Although Arab farms on average use 12,000 cubic meters of water to irrigate one hectare, scientific studies say a hectare requires only 5,700 cubic meters. This fact warrants an urgent review of our traditional irrigation methods. Purifying industrial wastewater is another problem. Each cubic meter of that water requires 600 cubic meters of unpolluted water. Most of the rainwater falling in the Arab region goes to waste through evaporation or runoff in rocky regions while 30 percent of the land in the region is threatened by desertification.
Control of water resources is also believed to be a motive behind Israel’s expansionist ambitions. A close look at the pattern of Israel’s wars against the Arabs suggests a design to control the Arab world’s major water sources. This pattern can be detected in Israel’s military operations on the Syrian border in the second year after its founding, in the bid to capture the Suez Canal in 1956, the Six Day War in 1967 and the invasion of Lebanon in 1982.
Israel also has been provoking countries controlling the water sources of Arab countries to adopt anti-Arab policies. Lukewarm cooperation between the Arabs and the countries of the Nile River Basin and their lack of common interests explain the success of the Western and American companies in controlling most of the irrigation projects in the Republic of the Congo, Rwanda and Kenya. The continued occupation of the Golan Heights is not purely military but an effort to keep its water resources under Israeli control as well as guaranteeing the use of Tabriah Lake and preventing any Arab attempt to develop the Yarmook River. Because of its concern for water Israel would not cede any land occupied in the 1967 War back to Arab states, even though Israel reached an agreement with Syria over the Golan Heights.
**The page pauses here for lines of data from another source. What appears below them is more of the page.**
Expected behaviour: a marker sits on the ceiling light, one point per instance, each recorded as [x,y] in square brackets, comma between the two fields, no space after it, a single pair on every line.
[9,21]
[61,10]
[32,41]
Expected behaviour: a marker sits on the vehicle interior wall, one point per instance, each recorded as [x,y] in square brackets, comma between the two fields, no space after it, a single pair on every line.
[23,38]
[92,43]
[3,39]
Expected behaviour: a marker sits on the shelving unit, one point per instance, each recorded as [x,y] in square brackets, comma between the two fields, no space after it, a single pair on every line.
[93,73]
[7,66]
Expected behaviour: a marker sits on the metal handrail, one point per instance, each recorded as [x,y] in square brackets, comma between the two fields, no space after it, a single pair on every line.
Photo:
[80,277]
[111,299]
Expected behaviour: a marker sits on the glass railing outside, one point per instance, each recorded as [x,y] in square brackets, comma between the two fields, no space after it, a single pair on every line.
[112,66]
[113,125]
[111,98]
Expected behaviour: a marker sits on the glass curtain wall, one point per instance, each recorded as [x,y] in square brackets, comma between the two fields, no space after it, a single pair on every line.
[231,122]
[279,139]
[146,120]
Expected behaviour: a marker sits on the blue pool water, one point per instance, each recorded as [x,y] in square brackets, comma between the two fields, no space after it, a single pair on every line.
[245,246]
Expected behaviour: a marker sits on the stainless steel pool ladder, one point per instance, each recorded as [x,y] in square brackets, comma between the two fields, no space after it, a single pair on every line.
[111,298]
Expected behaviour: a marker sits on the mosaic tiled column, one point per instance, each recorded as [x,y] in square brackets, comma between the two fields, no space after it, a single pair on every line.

The situation calls both for strong Arab coordination and Arab-African cooperation to hasten the implementation of necessary water projects. All parties need to set aside petty squabbles and act responsibly to stand up to the threats against water resources. As Israel seems bent on violating agreements with Arabs and strengthening its relations with other countries to threaten Arab water security, we must stand against these hostile moves. If the “land for peace” principle was a political card used by the Arabs in the past now let a “water for peace” principle be the political card for the future.
(Suraya Al-Shehry is a Saudi writer. She is based in Riyadh.)